In addition to training materials, the Western Mining Safety and Health Training Resource Center also provides software and tools to improve operator tracking, reporting, and risk analysis on the worksite. Working in collaboration with two leading mining schools — the Colorado School of Mines and South Dakota School of Mines and Technology — we are working to create the next generation of intelligent safety management systems, using new user interfaces, machine learning algorithms, and risk mitigation strategies to improve health and safety outcomes on the worksite.

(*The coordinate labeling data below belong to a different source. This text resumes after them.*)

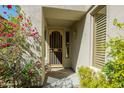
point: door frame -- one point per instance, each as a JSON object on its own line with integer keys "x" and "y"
{"x": 61, "y": 31}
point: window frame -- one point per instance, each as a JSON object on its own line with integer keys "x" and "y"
{"x": 97, "y": 9}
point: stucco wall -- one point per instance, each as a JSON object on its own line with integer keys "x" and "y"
{"x": 81, "y": 43}
{"x": 71, "y": 7}
{"x": 36, "y": 16}
{"x": 114, "y": 11}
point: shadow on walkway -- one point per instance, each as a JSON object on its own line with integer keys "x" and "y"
{"x": 57, "y": 74}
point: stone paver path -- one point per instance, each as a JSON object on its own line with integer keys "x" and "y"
{"x": 61, "y": 78}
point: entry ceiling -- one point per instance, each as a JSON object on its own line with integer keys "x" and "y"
{"x": 61, "y": 17}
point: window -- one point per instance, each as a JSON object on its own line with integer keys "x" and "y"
{"x": 67, "y": 44}
{"x": 99, "y": 18}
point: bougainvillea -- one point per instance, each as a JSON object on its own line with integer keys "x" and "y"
{"x": 18, "y": 37}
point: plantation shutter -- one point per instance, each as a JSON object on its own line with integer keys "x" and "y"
{"x": 99, "y": 37}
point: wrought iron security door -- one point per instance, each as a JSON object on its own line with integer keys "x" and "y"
{"x": 55, "y": 48}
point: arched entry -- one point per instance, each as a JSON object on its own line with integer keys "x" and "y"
{"x": 55, "y": 48}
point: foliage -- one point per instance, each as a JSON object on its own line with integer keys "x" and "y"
{"x": 114, "y": 69}
{"x": 14, "y": 67}
{"x": 91, "y": 79}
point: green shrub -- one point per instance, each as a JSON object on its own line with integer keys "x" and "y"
{"x": 91, "y": 79}
{"x": 114, "y": 69}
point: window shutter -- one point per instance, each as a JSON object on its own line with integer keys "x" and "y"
{"x": 99, "y": 37}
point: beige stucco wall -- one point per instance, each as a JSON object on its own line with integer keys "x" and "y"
{"x": 36, "y": 15}
{"x": 81, "y": 43}
{"x": 71, "y": 7}
{"x": 114, "y": 11}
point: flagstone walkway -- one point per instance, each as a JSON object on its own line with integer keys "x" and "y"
{"x": 61, "y": 78}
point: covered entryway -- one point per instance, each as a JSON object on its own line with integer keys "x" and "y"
{"x": 59, "y": 35}
{"x": 55, "y": 48}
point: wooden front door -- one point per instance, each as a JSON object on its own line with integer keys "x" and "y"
{"x": 55, "y": 48}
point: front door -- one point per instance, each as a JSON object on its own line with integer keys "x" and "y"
{"x": 55, "y": 48}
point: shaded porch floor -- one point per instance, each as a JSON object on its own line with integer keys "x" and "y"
{"x": 61, "y": 78}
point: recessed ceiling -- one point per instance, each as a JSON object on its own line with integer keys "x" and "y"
{"x": 61, "y": 17}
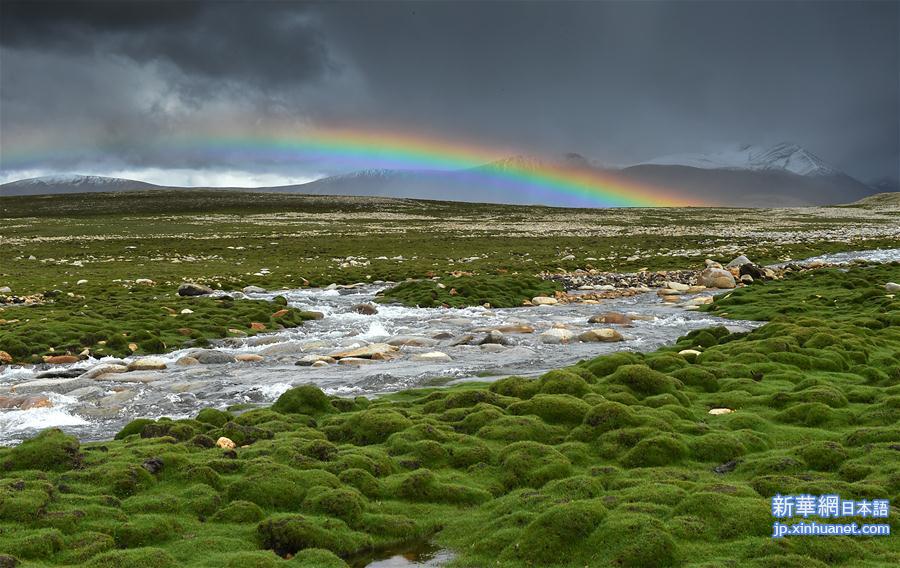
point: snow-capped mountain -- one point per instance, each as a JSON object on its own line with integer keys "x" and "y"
{"x": 72, "y": 183}
{"x": 781, "y": 157}
{"x": 745, "y": 176}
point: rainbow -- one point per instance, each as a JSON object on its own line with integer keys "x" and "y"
{"x": 361, "y": 148}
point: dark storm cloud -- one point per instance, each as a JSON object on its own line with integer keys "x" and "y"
{"x": 621, "y": 82}
{"x": 267, "y": 43}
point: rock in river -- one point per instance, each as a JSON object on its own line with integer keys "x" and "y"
{"x": 716, "y": 278}
{"x": 601, "y": 335}
{"x": 365, "y": 309}
{"x": 432, "y": 357}
{"x": 191, "y": 289}
{"x": 411, "y": 341}
{"x": 738, "y": 262}
{"x": 212, "y": 357}
{"x": 557, "y": 335}
{"x": 365, "y": 352}
{"x": 614, "y": 318}
{"x": 147, "y": 364}
{"x": 104, "y": 369}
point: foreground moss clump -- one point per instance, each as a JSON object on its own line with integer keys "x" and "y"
{"x": 112, "y": 320}
{"x": 459, "y": 292}
{"x": 607, "y": 463}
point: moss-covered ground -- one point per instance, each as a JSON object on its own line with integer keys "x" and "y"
{"x": 507, "y": 291}
{"x": 122, "y": 320}
{"x": 226, "y": 239}
{"x": 611, "y": 462}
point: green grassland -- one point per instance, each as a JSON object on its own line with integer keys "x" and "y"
{"x": 110, "y": 321}
{"x": 225, "y": 239}
{"x": 496, "y": 291}
{"x": 609, "y": 462}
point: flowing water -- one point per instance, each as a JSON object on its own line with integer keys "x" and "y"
{"x": 97, "y": 409}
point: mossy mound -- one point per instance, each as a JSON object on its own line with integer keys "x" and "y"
{"x": 150, "y": 318}
{"x": 613, "y": 462}
{"x": 459, "y": 292}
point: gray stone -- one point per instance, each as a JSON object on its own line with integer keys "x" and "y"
{"x": 191, "y": 289}
{"x": 212, "y": 357}
{"x": 411, "y": 341}
{"x": 738, "y": 262}
{"x": 103, "y": 369}
{"x": 716, "y": 278}
{"x": 59, "y": 386}
{"x": 556, "y": 336}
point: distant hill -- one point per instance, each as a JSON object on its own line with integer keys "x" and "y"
{"x": 73, "y": 183}
{"x": 891, "y": 199}
{"x": 746, "y": 176}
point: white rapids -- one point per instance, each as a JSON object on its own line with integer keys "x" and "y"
{"x": 97, "y": 409}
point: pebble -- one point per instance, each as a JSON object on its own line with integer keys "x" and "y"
{"x": 249, "y": 358}
{"x": 614, "y": 318}
{"x": 212, "y": 357}
{"x": 555, "y": 336}
{"x": 355, "y": 361}
{"x": 191, "y": 289}
{"x": 61, "y": 359}
{"x": 147, "y": 364}
{"x": 716, "y": 278}
{"x": 311, "y": 360}
{"x": 601, "y": 335}
{"x": 432, "y": 357}
{"x": 365, "y": 309}
{"x": 738, "y": 262}
{"x": 366, "y": 351}
{"x": 720, "y": 411}
{"x": 411, "y": 341}
{"x": 104, "y": 369}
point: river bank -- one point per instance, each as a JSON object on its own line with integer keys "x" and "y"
{"x": 615, "y": 460}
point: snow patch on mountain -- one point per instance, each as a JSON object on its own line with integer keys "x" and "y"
{"x": 781, "y": 157}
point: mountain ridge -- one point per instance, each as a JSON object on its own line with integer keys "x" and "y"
{"x": 745, "y": 176}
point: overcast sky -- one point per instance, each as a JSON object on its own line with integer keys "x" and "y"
{"x": 93, "y": 87}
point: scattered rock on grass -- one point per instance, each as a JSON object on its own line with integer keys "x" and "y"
{"x": 191, "y": 289}
{"x": 365, "y": 309}
{"x": 212, "y": 357}
{"x": 614, "y": 318}
{"x": 432, "y": 357}
{"x": 365, "y": 352}
{"x": 716, "y": 278}
{"x": 605, "y": 335}
{"x": 555, "y": 336}
{"x": 147, "y": 364}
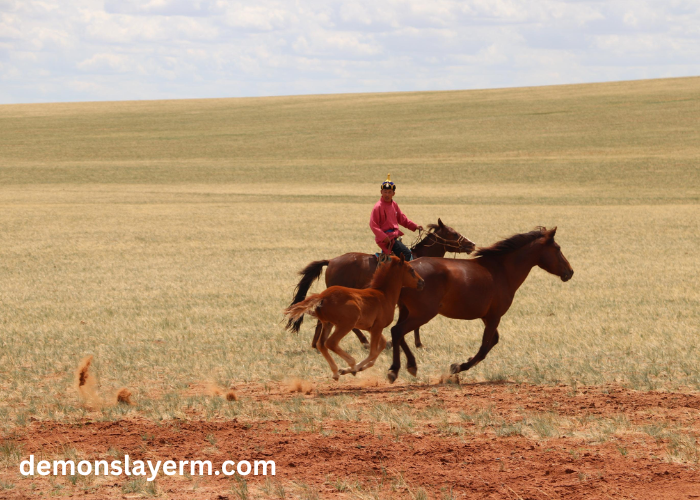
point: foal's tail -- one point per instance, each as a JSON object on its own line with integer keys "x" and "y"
{"x": 295, "y": 312}
{"x": 309, "y": 274}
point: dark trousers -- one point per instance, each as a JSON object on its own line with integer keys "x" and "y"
{"x": 399, "y": 248}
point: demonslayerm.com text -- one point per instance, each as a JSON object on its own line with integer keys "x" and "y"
{"x": 148, "y": 468}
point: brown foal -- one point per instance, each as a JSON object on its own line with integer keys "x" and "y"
{"x": 345, "y": 308}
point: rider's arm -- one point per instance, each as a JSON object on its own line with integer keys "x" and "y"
{"x": 375, "y": 223}
{"x": 405, "y": 221}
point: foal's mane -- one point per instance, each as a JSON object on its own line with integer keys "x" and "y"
{"x": 511, "y": 244}
{"x": 381, "y": 274}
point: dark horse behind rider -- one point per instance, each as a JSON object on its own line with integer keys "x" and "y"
{"x": 355, "y": 270}
{"x": 477, "y": 288}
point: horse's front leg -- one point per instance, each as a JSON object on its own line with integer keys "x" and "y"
{"x": 489, "y": 340}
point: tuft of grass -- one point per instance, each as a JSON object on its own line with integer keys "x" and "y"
{"x": 240, "y": 487}
{"x": 10, "y": 452}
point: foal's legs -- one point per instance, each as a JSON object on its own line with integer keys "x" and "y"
{"x": 416, "y": 336}
{"x": 321, "y": 346}
{"x": 332, "y": 344}
{"x": 361, "y": 337}
{"x": 489, "y": 340}
{"x": 377, "y": 344}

New products include Small Mine Activities Reporting Tool (SMART), a mobile tracking and reporting app, and the Leading Indicators of Injury Spreadsheet, a data product developed using machine learning technologies with operator reporting data. Both products are available for digital download below. Check back soon as we continue to expand our data product offerings!


The Small Mine Activities Reporting Tool (SMART) app helps operators track, assess, and improve their health and safety trajectory while maintaining compliance with 30 CFR Parts 46, 48, and 50.

Key features include tracking and reporting of hours worked, improved record-keeping and reporting for maintenance, incidents, and injuries, and compliance reporting for mine openings and closures. Helpful workflows, tutorials, and FAQs are provided to walk users through these processes.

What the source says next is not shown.